Before President Barack Obama leaves office, for the final time, the Chicago Tribune reports Obama plans to issue more executive pardons and clemency orders.
Executive actions have been a motif of the Obama era – or at least, that’s how many Republicans see it – with him pushing the envelope on executive power with unilateral orders and agency policies that have allowed him to bypass a recalcitrant Congress.
According to PEW research, Obama has averaged fewer executive orders per year in office than any U.S. president in 120 years. But that fact hasn’t stopped President-elect Donald Trump from his rallying cry of repealing them all during his term in office.
Brandon Rottinghaus, professor at the University of Houston, says Trump’s threats could just be hyperbole.
“We tend to try to campaign in poetry but people govern in IKEA instructions,” he says. “There’s so many complex interconnected things that if you do it wrong it’s hard to make it right. And if you do it right the first time it’s hard to undo it. This is one of the problems of future presidents coming in trying to undo this kind of knotty, thorny mess of the interconnected rules.”
That could be part of Obama’s strategy in issuing executive orders, Rottinghaus says.
“There’s a defensive-offensive strategy here,” he says. “And that is to knot up so much of politics and the bureaucracy that it’s hard to undo it – and pulling one string like a poorly woven sweater’s not gonna get it done.”
Rottinghaus says it’s unlikely Trump will get rid of all of Obama’s executive actions, despite the president-elect’s promise to do so within his first 100 days in office. But both the Obama administration and Republicans have politicized some orders that Trump may have to act on them.
These include Obama upping the minimum wage, requiring sick leave and banning discrimination of LGBT people where federal contractors are concerned.

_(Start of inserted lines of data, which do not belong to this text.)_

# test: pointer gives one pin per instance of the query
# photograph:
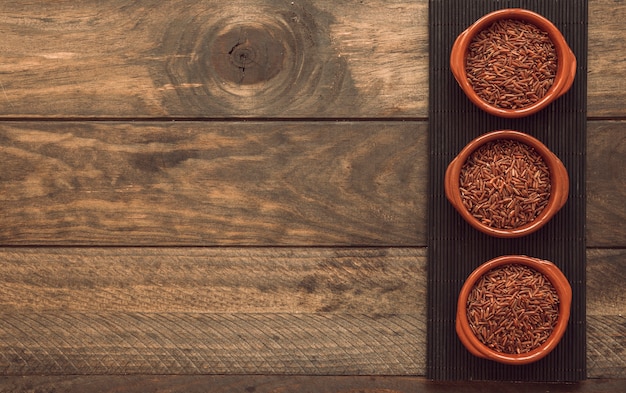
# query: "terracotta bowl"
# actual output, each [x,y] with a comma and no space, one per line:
[559,181]
[563,290]
[566,61]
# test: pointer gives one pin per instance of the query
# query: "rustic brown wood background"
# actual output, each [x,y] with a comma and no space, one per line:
[240,187]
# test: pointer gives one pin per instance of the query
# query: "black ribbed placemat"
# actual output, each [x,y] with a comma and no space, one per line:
[454,248]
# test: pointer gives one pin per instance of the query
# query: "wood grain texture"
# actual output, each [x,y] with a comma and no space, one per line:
[243,310]
[148,58]
[606,346]
[606,79]
[292,183]
[606,184]
[223,343]
[216,183]
[214,280]
[259,58]
[606,275]
[275,384]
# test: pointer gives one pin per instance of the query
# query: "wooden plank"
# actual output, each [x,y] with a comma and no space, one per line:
[222,343]
[185,58]
[606,346]
[273,384]
[214,280]
[82,310]
[606,275]
[606,184]
[196,183]
[606,79]
[216,183]
[115,59]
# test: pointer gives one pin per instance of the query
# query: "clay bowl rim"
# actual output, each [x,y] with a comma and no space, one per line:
[564,292]
[559,181]
[566,70]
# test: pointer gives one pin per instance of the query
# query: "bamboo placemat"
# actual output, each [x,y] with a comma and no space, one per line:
[455,249]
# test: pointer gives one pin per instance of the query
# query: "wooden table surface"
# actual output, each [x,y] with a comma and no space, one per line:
[233,194]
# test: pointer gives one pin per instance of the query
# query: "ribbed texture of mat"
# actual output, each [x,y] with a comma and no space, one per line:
[456,249]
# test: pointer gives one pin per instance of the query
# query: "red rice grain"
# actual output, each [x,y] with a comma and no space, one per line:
[511,64]
[513,309]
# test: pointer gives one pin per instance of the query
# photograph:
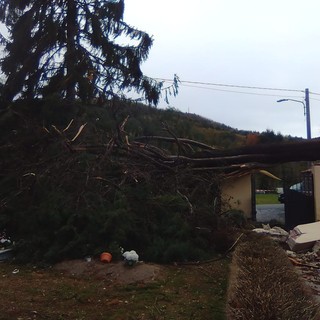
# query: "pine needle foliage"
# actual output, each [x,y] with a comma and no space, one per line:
[73,49]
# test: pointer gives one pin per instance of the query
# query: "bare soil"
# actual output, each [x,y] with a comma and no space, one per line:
[116,273]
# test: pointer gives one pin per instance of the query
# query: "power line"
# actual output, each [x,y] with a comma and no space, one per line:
[231,85]
[242,92]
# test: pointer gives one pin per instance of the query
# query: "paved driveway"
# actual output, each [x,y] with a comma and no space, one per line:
[267,212]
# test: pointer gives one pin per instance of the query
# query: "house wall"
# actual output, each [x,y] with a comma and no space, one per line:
[316,190]
[238,193]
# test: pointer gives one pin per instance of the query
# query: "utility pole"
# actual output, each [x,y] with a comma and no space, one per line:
[307,111]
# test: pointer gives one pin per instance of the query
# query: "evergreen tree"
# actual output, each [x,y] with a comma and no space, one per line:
[73,48]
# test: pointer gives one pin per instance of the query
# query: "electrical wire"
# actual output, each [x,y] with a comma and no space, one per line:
[241,92]
[230,85]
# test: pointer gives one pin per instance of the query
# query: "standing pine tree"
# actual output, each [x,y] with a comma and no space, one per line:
[73,48]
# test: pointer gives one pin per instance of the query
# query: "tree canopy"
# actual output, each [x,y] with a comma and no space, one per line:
[73,49]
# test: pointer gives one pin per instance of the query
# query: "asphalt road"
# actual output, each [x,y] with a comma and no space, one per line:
[267,212]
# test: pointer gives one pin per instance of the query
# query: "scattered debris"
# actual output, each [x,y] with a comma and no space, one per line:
[5,254]
[130,257]
[275,233]
[307,264]
[303,237]
[105,257]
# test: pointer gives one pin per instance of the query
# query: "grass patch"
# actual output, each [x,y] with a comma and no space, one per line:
[181,292]
[268,198]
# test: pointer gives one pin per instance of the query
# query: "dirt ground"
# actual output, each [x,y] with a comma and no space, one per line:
[115,272]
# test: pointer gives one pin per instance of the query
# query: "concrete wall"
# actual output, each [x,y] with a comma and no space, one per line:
[237,192]
[316,186]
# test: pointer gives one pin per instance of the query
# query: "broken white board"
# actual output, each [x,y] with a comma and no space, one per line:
[304,236]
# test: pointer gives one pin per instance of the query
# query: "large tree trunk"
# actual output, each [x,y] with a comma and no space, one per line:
[70,54]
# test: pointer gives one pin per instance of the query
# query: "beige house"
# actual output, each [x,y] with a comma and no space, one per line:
[238,190]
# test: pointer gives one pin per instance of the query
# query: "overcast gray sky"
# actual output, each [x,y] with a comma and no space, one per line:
[270,44]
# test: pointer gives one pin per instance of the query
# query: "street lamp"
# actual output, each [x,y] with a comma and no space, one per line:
[306,109]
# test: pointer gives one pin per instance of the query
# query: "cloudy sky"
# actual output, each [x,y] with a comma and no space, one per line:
[271,44]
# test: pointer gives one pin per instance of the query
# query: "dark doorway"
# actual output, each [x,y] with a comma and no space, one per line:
[299,202]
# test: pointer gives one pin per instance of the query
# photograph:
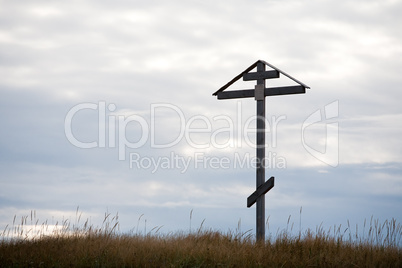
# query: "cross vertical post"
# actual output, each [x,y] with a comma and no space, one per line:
[260,172]
[259,93]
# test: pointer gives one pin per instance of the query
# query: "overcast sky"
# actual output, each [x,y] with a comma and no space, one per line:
[111,75]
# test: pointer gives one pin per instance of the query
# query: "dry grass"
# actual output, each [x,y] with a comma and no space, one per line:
[105,247]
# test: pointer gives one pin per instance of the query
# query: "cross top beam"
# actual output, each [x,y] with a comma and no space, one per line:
[259,93]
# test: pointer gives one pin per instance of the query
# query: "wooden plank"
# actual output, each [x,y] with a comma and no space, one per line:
[274,91]
[261,190]
[252,66]
[235,94]
[259,92]
[261,75]
[249,93]
[260,153]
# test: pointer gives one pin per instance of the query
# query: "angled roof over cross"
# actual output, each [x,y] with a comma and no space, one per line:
[252,67]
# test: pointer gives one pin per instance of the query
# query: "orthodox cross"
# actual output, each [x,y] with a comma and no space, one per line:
[259,93]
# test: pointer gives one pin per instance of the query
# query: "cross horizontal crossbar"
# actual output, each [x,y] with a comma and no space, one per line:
[261,190]
[261,75]
[249,93]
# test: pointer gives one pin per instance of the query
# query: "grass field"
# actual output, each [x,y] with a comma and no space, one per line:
[86,246]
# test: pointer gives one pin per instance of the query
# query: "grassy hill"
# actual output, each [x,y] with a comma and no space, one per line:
[104,247]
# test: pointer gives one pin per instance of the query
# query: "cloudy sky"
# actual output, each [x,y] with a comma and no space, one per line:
[107,106]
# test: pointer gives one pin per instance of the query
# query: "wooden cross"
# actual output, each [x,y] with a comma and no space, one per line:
[259,93]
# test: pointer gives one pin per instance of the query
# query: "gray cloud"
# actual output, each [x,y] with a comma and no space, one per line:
[133,54]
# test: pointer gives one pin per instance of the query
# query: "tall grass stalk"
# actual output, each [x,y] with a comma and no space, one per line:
[28,243]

“These are all issues that have political and social implications and that run afoul of the Republicans and their generally conservative philosophy in terms of executive power but also specifically in terms of some of the economic issues,” Rottinghaus says.
But some of Obama’s executive actions in line with policies Trump campaigned on, so he may be less likely to move on them – orders like the one that established a White House Office of Urban Affairs or the White House Council on Women and Girls.
“The optics of eliminating those would be problematic,” Rottinghaus says. “There are some that would legitimately resonate positively with [President-elect] Trump’s agenda.”
Trump might especially keep orders that encourage jobs, Rottinghaus says.
“Ideologically there may not be a match, but certainly it’s the case that he would agree with the premise that we need more jobs,” he says.
Rottinghaus says it’s also unlikely Trump will use the power of executive action during his time in office since Congress is predominantly Republican.
“Most presidents don’t frankly use this as a lever of power, especially with the … majority of Congress where you can legislate, as opposed to acting unilaterally,” he says. “Acting with Congress is far superior for presidents because it establishes something more stable. You have better funding and you have more permanence.”